Addition and Multiplication of functions with radicals in the denominator

[Kohe]

Homework Statement

f(x)= 1/(5x² +3)
g(x)=1/(x-2)^1/2

find (f+g)(x)

The Attempt at a Solution

for (f+g)(x) I use the common denominator by multiplying each side by (x-2)^1/2/(x-2)^1/2 and (5x² +3/5x² +3) respectively.

I end up with a whole mess that I am unable to rearrange into anything useful, the (x-2)^1/2 completely throws me off my game.

Any ideas?

 

[ArcanaNoir]

$$\frac{\sqrt{x-2}}{(\sqrt{x-2})(5x^2+3)}+\frac{5x^2+3}{(\sqrt{x-2})(5x^2+3)}=$$
$$\frac{(\sqrt{x-2})+(5x^2+3)}{(\sqrt{x-2})(5x^2+3)}$$
Isn't that what it is?

 

[Kohe]

Same answer as me, I guess we can't be both wrong.

How about (f x g)(x)?

 

[eumyang]

Why don't you show us, and then we'll let you know if it is correct.

 

[Kohe]

$$\frac{\sqrt{x-2}}{(\sqrt{x-2})(5x^2+3)}+\frac{5x^2+3}{(\sqrt{x-2})(5x^2+3)}=$$
$$\frac{(\sqrt{x-2})+(5x^2+3)}{(\sqrt{x-2})(5x^2+3)}$$
Isn't that what it is?

Thanks for the help, for some reason I thought I could further simplify that.

So for (f x g)(x)

It'd be

1/(5x²+3) x 1/(x-2)^1/2=

1/(5x²)*(x-2)^1/2 + 1/3((x-2)^1/2

That's where my problem lies, I have forgotten how to deal with the root of x-2 when trying to simplify this further. Also, as I'm new to the site, could one of you point me to the equation editor you guys use in your posts? It makes everything look a lot neater and easier to understand.

 

[eumyang]

So for (f x g)(x)

It'd be

1/(5x²+3) x 1/(x-2)^1/2=

1/(5x²)*(x-2)^1/2 + 1/3((x-2)^1/2

You don't need to do that last step. What you had previous to that is sufficient:
$$\frac{1}{\sqrt{x - 2}(5x^2 + 3)}$$

 

[ArcanaNoir]

Also, as I'm new to the site, could one of you point me to the equation editor you guys use in your posts? It makes everything look a lot neater and easier to understand.

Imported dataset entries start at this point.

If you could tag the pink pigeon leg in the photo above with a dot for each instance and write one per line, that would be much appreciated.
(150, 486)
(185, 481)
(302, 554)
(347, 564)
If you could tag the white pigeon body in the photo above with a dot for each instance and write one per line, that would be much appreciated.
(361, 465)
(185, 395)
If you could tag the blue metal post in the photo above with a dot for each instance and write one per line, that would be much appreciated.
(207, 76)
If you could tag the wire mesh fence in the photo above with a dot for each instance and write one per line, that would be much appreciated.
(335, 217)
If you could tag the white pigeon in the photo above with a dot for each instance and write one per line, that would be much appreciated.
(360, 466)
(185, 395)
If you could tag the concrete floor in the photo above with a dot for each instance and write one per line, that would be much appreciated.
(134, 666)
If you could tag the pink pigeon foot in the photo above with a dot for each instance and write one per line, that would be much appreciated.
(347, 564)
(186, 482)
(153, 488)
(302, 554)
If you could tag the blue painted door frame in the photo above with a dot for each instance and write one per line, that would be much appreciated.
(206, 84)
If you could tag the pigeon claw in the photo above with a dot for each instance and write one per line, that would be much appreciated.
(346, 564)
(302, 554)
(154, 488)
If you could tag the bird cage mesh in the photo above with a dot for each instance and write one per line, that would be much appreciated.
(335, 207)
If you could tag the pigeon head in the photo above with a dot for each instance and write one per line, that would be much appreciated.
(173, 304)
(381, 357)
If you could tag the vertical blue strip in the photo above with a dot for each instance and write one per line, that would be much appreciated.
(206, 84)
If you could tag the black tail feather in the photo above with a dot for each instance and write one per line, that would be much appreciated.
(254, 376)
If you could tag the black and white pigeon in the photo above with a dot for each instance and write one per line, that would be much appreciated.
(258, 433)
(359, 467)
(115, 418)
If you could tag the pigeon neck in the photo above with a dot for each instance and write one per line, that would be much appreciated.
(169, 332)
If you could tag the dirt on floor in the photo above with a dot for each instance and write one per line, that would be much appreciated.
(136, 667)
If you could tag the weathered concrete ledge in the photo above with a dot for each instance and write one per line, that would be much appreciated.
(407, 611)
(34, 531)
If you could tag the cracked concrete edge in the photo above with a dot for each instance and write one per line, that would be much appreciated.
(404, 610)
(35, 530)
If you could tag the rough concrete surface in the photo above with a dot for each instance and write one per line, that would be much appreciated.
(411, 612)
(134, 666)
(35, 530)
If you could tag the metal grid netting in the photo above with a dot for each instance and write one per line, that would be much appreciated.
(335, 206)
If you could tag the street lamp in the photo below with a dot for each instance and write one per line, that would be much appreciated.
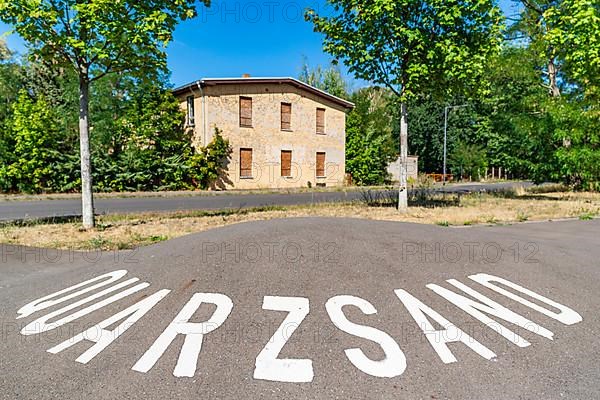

We type it using Latex. You should be able to see the original text if you hover or right click I think. You start with [ tex ] (without the spaces) and end with [/ tex] use itex if you want the equations to appear in line with regular text.

 

[Kohe]

You guys have been great help, thank you all very much. I'll try to contribute towards answers as well once I get back in gear!